French 'Yellow Vest' protests spread from Paris to Belgium

Violent French protests against high taxes and the government of President Emannuel Macron entered their second week as similar demonstrations erupted in Brussels.

The protesters in both countries are wearing yellow vests, which drivers are required to carry in their cars at all times. In France, they are unhappy over a recent fuel tax increase and high taxes in general.

Reuters:

Near the Ritz hotel, not far from high-end boutiques and restaurants, and in the avenues off the Arc de Triomphe, where several foreign embassies are located, gangs of violent protesters ran riot, setting a police van on fire and overturning cars. At least two buildings were aflame.

Close to the Place Vendome, Christmas trees decorating the streets were upended, piled in the middle of an avenue and set alight, prompting chanting from scores of protesters.

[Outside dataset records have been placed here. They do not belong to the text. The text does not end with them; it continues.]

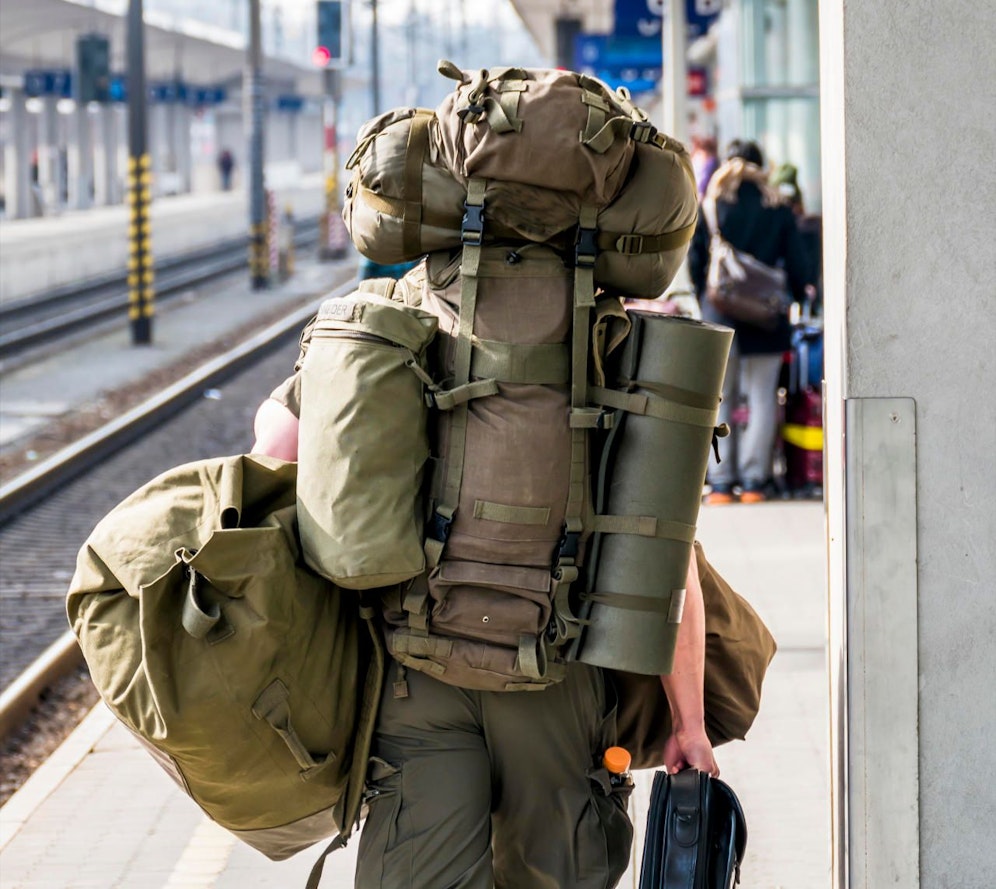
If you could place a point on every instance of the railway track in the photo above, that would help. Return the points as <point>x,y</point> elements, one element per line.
<point>47,513</point>
<point>38,321</point>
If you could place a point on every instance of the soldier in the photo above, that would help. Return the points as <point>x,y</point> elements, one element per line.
<point>474,789</point>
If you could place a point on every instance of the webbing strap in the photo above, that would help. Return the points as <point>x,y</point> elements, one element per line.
<point>644,526</point>
<point>654,406</point>
<point>539,363</point>
<point>395,207</point>
<point>411,183</point>
<point>415,602</point>
<point>566,572</point>
<point>632,244</point>
<point>489,511</point>
<point>598,110</point>
<point>470,261</point>
<point>630,602</point>
<point>529,659</point>
<point>448,399</point>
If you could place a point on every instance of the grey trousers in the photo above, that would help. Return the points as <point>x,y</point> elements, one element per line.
<point>474,790</point>
<point>746,453</point>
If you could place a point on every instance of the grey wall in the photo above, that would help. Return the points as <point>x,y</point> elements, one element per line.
<point>909,190</point>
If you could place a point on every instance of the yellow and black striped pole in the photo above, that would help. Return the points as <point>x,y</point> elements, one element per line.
<point>259,246</point>
<point>141,276</point>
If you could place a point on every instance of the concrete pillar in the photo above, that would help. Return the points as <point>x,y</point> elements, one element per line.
<point>182,148</point>
<point>109,191</point>
<point>48,156</point>
<point>906,111</point>
<point>81,182</point>
<point>17,164</point>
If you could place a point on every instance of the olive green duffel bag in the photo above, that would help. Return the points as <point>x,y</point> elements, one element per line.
<point>252,680</point>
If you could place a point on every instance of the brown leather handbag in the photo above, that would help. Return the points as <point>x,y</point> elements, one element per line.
<point>739,285</point>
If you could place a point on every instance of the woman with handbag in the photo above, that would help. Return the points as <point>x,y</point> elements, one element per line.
<point>748,265</point>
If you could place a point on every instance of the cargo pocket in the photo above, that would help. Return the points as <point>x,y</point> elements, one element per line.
<point>604,838</point>
<point>382,800</point>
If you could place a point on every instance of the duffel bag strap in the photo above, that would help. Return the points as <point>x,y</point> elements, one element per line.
<point>565,624</point>
<point>472,234</point>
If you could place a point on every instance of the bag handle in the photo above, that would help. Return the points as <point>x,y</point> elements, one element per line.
<point>273,707</point>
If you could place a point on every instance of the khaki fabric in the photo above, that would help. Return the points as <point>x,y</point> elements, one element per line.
<point>477,618</point>
<point>253,681</point>
<point>643,235</point>
<point>402,201</point>
<point>739,649</point>
<point>533,143</point>
<point>489,790</point>
<point>363,440</point>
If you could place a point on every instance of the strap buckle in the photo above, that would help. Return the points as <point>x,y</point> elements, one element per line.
<point>642,131</point>
<point>585,247</point>
<point>570,544</point>
<point>472,225</point>
<point>629,245</point>
<point>439,527</point>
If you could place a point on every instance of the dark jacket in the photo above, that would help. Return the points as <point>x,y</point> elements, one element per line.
<point>769,234</point>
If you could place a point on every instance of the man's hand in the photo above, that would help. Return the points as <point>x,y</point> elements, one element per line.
<point>690,749</point>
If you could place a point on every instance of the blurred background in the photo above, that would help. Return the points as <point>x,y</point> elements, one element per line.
<point>749,69</point>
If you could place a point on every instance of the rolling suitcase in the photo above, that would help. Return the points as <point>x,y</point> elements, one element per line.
<point>696,833</point>
<point>802,433</point>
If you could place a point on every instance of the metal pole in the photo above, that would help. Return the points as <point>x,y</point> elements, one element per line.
<point>333,241</point>
<point>141,276</point>
<point>374,60</point>
<point>259,254</point>
<point>675,80</point>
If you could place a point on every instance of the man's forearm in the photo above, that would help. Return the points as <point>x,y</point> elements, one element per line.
<point>683,686</point>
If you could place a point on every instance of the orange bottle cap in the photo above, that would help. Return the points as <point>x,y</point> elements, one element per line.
<point>617,760</point>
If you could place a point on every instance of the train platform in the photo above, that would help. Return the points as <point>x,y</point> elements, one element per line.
<point>101,813</point>
<point>80,245</point>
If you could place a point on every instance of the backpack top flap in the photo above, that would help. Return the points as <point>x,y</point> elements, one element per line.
<point>542,127</point>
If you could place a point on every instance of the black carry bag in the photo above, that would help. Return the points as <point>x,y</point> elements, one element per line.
<point>696,833</point>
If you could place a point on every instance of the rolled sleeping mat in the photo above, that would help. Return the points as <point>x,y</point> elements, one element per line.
<point>649,487</point>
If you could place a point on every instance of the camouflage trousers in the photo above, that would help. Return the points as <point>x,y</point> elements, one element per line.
<point>475,790</point>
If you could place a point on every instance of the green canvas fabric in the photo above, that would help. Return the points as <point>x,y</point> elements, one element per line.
<point>363,440</point>
<point>545,143</point>
<point>251,679</point>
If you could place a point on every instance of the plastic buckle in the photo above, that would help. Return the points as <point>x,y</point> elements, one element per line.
<point>629,245</point>
<point>472,226</point>
<point>439,527</point>
<point>642,131</point>
<point>570,544</point>
<point>585,248</point>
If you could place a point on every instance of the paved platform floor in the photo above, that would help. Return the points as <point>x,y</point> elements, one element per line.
<point>101,814</point>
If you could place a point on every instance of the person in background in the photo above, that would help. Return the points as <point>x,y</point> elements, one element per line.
<point>786,179</point>
<point>704,161</point>
<point>226,164</point>
<point>753,217</point>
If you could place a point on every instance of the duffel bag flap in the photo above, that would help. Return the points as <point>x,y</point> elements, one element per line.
<point>402,201</point>
<point>362,441</point>
<point>250,678</point>
<point>739,648</point>
<point>643,235</point>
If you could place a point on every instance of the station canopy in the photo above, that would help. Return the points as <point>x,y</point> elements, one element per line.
<point>42,34</point>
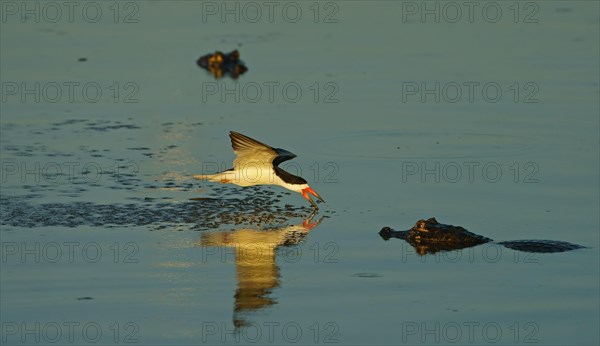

Youths smashed the windows of the flagship Apple Store on the Champs Elysees which opened just a few weeks ago. A boutique on the Rue Rivoli was broken into and looted. Banks were vandalized and scrawled with anti-government graffiti.

Police said several hundred far-right and far-left extremists had infiltrated a demonstration by some 5,000 calmer “yellow vest” protesters who had gathered in the capital to denounce President Emmanuel Macron’s fuel tax increases.

“We are in a state of insurrection, I’ve never seen anything like it,” Jeanne d’Hauteserre, the mayor of the city’s 8th arrondissement, near the Arc de Triomphe, told BFM TV.

It is the third week of national unrest by the movement — named after the high-visibility jackets that all motorists in France must carry in their vehicles — and the second consecutive weekend of violent disturbance in Paris.

In Belgium, demonstrators also wearing yellow vests, became violent as well:

Two police vehicles were burned during violent clashes Friday, November 30, at the end of a demonstration of about 300 "yellow vests" in Brussels, the first gathering of this type organized in the Belgian capital. The French journalist Rémy Buisine was arrested in full direct, before being released.

Police cars were burned in the street early in the afternoon, shortly after the police used water cannons to disperse protesters throwing projectiles.According to a spokeswoman for the Brussels police, the protesters notably threw "billiard balls and cobblestones" . Some 60 people were arrested because they carried banned items such as cutters, smoke or tear gas bombs.

What is really happening in the streets of Brussels and Paris?

President Macron is seriously considering a state of emergency, given that the protests have spread nationwide. 

CNBC:

Disturbances also rocked several cities and towns and across France - from Charleville Mezieres in the northeast to Nantes in the west and Marseille in the south.

"We have to think about the measures that can be taken so that these incidents don't happen again," government spokeswoman Benjamin Griveaux told Europe 1 radio.

The popular rebellion erupted out of nowhere on Nov. 17 and has spread quickly via social media, with protesters blocking roads across France and impeding access to shopping malls, factories and some fuel depots.

The protests began as a backlash against Macron's fuel tax hikes, but have mined a vein of deep dissatisfaction felt towards the 40-year-old's liberal economic reforms, which many voters feel favour the wealthy and big business.

The Reuters report above mentions that both far right and far left demonstrators are in the streets. This is not an ideological protest; it is class warfare. Macron's economic policies - including his ruinous green policies - favor the establishment at the expense of ordinary people. The elites in France and elsewhere in Europe have been taking an ever greater share of people's paychecks to pay for unpopular programs, including refugee resettlement and taxes to save the world from global warming.

They treat people like sheep and are surprised when the flocks become unruly? Macron and other elites don't have a clue how to deal with this situation except suppress the protests. Eventually, he is going to have to come to terms with what's really happening in France. By then, it will probably be too late for him.